Whether you play in this space or you have been exposed to the concept for the very first time, you will sooner or later be in touch with like-minded individuals at innovation agencies, centres, consultancies, clubs, happenings, hubs, or summits.

After a while, you’d come to believe that you must innovate, lest you, your company, or country, will lose its mojo and probably die…

I have been wondering, in view of all this hype, if anyone has considered properly what is required for innovation to happen.

Robert Hurley and Tomas Hult (1) have applied their minds to this and derived a set of innovation characteristics through comprehensive review of extant literature.

While I am not touching on definitions of innovation per se, I have used their findings to frame a set of questions relevant to the ‘innovativeness’ of organisations. Each of these can be read as a strategic choice that any organisation can make in forging an innovation path, ‘or die’.

Do you think your organisation is ready for the innovation journey?

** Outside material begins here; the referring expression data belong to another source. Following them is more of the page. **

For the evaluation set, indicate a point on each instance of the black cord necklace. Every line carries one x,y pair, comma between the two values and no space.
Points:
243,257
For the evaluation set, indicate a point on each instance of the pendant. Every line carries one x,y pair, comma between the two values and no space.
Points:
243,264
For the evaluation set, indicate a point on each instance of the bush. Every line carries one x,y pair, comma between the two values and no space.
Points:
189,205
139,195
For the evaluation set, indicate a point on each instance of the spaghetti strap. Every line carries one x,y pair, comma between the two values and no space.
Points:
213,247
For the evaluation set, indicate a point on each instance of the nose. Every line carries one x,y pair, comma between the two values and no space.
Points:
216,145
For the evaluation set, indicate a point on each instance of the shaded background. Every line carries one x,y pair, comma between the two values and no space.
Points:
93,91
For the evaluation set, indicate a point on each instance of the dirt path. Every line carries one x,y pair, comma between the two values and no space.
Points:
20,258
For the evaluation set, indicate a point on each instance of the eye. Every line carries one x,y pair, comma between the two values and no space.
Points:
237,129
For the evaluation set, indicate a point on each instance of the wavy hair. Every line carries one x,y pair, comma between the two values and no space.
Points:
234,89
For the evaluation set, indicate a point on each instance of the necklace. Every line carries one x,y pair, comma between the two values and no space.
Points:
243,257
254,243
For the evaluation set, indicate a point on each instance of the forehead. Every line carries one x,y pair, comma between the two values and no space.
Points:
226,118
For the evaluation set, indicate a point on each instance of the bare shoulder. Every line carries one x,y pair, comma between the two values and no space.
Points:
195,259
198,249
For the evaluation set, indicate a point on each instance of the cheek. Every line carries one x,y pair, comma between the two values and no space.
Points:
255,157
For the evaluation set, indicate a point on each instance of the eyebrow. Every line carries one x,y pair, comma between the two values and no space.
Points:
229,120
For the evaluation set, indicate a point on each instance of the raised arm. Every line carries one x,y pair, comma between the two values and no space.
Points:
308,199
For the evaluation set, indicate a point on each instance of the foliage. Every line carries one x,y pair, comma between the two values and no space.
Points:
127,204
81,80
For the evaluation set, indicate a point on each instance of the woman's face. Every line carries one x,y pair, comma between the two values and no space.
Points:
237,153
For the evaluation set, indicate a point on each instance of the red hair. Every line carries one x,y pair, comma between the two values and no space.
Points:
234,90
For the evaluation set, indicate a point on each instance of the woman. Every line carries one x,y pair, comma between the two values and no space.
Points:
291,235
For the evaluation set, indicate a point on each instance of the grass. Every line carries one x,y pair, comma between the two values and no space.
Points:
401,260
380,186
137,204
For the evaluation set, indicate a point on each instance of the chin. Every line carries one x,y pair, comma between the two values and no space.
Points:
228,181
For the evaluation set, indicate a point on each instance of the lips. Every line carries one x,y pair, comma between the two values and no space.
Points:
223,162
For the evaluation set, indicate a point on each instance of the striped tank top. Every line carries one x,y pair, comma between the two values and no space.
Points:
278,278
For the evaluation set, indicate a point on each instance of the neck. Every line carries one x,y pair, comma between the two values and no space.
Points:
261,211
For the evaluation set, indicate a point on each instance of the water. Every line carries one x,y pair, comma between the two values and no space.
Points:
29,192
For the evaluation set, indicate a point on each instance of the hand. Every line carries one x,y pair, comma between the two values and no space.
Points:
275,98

  • Organisation size & resources: Does your organisation provide ample resources to overcome innovation barriers or are you struggling to find the bare essentials for getting your job done?
  • Age: Is your organisation old and bureaucratic or young and agile? Are you pushing paperwork or making swift decisions?
  • Differentiation of the organisation: Does your organisation promote diversity of worldviews or is it rather subscribing to a single dominant logic?
  • Low formalization  Is your organisation very formal or more like a shape-shifter?
  • Loose coupling, autonomy, and lack of hierarchy: Is your organisational structure hierarchical and rigid, or does it allow for adaptive self-organisation?
  • Market intelligence & market focus: Is your organisation responsive to the outside, or does it subscribe to a ‘must-invent-here’ and inward looking state of mind?
  • Planning: Does your organisation look far into the future or is its perspective rolling over from one year to the other?
  • Status differential: Is your organisation occupied with status and the fancy office for the executive, or does it put its attention to the task at hand? Is it ornamental or rather practical?
  • Learning & development: Does your organisation promote personal growth and development or does it treat you like a physical asset class?
  • Power sharing: Does power rest with one individual, or a few, or is information flowing freely, allowing dissenting opinions?
  • Participative decision making: Are you involved in planning and decision making or are these activities reserved for a privileged group of people and happening behind closed doors?
  • Support and collaboration: Is your organisational culture one of collegial support or is everybody out on their own?
  • Communication: Is information flowing freely across functions or is all you get ‘memos’ on a need-to-know basis?
  • Tolerance for conflict and risk taking: Is your organisation afraid of making mistakes or does it have the confidence to make decisions in the face of uncertainty? Does it encourage you to test a new idea or does it rather tell you ‘to shut up and do your job’?

References

1. Robert F Hurley & G Tomas M Hult (1998) Innovation, market orientation, and organisational learning: An integration and empirical examination. Journal of Marketing, 62, 42-54.